For a second—one second—I think she might let herself believe it.
But then she shakes her head. “I don’t know if I can, Leif.” A bitter laugh slips from her lips. “If you haven’t been following—I’m pregnant . And I don’t even know who the father is.”
She looks miserable when she says it. Like she’s bracing for my rejection.
Like she’s already decided that’s what’s coming. But she’s wrong because leaving . . . giving up on her?
That’s never been an option. Not now or ever.
Since I have to convince her that I’m here for the long run, I start right now.
“Oh, I’m aware of the little piece of kiwi you carry, Hailey.” My voice is low, sure, leaving no room for doubt. “Met the little one the same day you did—fell in love with them just like you did. I might not have any DNA connection to them, but I plan on protecting them, being there, and loving them unconditionally.”
A sharp breath leaves her lips, the kind that isn’t meant to escape. Her body locks up, hands trembling at her sides, like she’s bracing for impact. A single tear slides down her cheek, fast, unchecked, and then the flood breaks.
The first sob is strangled, caught between resistance and surrender.

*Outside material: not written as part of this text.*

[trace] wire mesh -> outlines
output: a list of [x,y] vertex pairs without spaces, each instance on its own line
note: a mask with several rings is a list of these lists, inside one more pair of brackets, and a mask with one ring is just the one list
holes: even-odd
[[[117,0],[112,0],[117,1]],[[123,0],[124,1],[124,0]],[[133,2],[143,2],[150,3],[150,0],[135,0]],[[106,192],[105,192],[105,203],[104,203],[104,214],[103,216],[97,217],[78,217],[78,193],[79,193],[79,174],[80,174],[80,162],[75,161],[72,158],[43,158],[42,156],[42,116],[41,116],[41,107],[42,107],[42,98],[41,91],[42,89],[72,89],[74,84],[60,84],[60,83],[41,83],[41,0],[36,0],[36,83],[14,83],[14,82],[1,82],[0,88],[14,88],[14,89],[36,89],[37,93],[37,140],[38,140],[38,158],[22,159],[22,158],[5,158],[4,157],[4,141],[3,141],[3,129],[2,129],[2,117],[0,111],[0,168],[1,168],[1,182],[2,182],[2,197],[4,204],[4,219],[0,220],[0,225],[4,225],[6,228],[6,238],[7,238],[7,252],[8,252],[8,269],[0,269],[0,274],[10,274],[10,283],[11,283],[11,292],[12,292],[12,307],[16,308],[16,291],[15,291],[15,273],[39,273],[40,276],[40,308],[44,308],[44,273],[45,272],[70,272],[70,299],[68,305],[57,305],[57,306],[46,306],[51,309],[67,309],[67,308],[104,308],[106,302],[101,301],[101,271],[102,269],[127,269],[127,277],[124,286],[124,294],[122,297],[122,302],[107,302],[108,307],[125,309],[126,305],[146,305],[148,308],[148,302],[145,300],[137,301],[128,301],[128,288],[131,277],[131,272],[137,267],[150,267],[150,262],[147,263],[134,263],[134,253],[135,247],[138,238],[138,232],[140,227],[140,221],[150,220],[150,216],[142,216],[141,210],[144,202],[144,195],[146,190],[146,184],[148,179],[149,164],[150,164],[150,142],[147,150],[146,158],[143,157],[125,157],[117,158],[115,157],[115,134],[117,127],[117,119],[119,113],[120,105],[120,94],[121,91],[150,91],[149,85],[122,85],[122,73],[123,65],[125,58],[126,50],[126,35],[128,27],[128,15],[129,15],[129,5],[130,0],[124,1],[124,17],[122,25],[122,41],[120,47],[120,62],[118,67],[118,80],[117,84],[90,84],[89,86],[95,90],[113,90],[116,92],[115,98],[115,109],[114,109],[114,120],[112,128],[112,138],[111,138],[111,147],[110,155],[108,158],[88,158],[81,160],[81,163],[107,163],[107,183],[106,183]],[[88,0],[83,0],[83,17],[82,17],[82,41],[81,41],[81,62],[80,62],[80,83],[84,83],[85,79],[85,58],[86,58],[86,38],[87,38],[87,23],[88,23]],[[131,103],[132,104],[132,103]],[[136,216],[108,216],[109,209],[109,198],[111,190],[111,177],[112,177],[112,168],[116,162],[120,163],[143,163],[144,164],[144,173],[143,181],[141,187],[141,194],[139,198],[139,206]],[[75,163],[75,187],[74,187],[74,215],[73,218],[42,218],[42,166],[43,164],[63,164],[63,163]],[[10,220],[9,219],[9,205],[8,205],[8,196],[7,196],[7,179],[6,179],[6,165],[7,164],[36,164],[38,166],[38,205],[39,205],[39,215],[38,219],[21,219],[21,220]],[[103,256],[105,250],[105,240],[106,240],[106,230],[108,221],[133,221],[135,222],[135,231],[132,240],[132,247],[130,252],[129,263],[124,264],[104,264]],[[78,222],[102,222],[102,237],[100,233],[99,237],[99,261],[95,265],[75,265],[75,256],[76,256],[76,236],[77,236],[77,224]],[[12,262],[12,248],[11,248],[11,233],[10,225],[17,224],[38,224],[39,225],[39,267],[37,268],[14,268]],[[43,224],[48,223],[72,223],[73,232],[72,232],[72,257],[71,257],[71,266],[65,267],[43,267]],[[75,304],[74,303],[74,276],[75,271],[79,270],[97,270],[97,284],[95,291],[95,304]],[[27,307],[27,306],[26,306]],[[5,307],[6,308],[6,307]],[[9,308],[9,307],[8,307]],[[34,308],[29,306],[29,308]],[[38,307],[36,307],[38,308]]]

The next one is wrecked, raw, tearing through her like it has been waiting years to be let out. Her hands fly to her face, as if she can hold it all in, as if sheer will alone can stop what’s happening.
It doesn’t.
Her whole body trembles, folding in on itself, each sob hitting harder than the last. She isn’t just crying. She is unraveling, piece by piece, every defense, every wall she’s built against the world collapsing in on her.
My feet move before my mind catches up. A second later, she’s in my arms, shaking, gripping my shirt like it’s the only thing keeping her from coming apart completely. No part of her holds back now.
Wet, broken gasps press against my skin. Her breath hitches, hands fisting tighter, words slipping out between choked sobs. None of them make sense.
Her legs give out, so I catch her, lifting her without a word. She doesn’t protest, doesn’t flinch, doesn’t do that thing where she tries to push me away before she can need me. Her head tucks into my neck, damp and warm, her whole body molding against mine like it’s the only place she’s ever fit. Hailey’s hands stay latched to my shirt, her breath still shaking, her body curled toward mine like she’s afraid I’ll disappear if she lets go.
Sleep doesn’t take her easily. The shudders keep coming, her breath uneven, the occasional hiccup escaping against my chest. Her fingers twitch every so often, like even in sleep, she’s trying to hold on to something.
The world slows, but my pulse doesn’t.
No part of me fights it. She is here, wrapped around me, no walls left, no barriers between us, and the only thing I can think is that I want to be the one who holds her through all of it. The wreckage. The breaking. The rebuilding. Every damn part of it.
A deep breath stirs against my collarbone. The tension in her body fades, little by little, sinking into the kind of stillness that only comes after you’ve let go of something you didn’t even know you were carrying.
The thought sinks deep, settling into something unshakable inside me.
If she needs a place to fall apart, she has it. If she needs a place to land, I’ll be there. If she needs someone to walk beside her while she figures out what comes next, she won’t have to look far.
This is how it starts.
Or maybe, this is how it always was.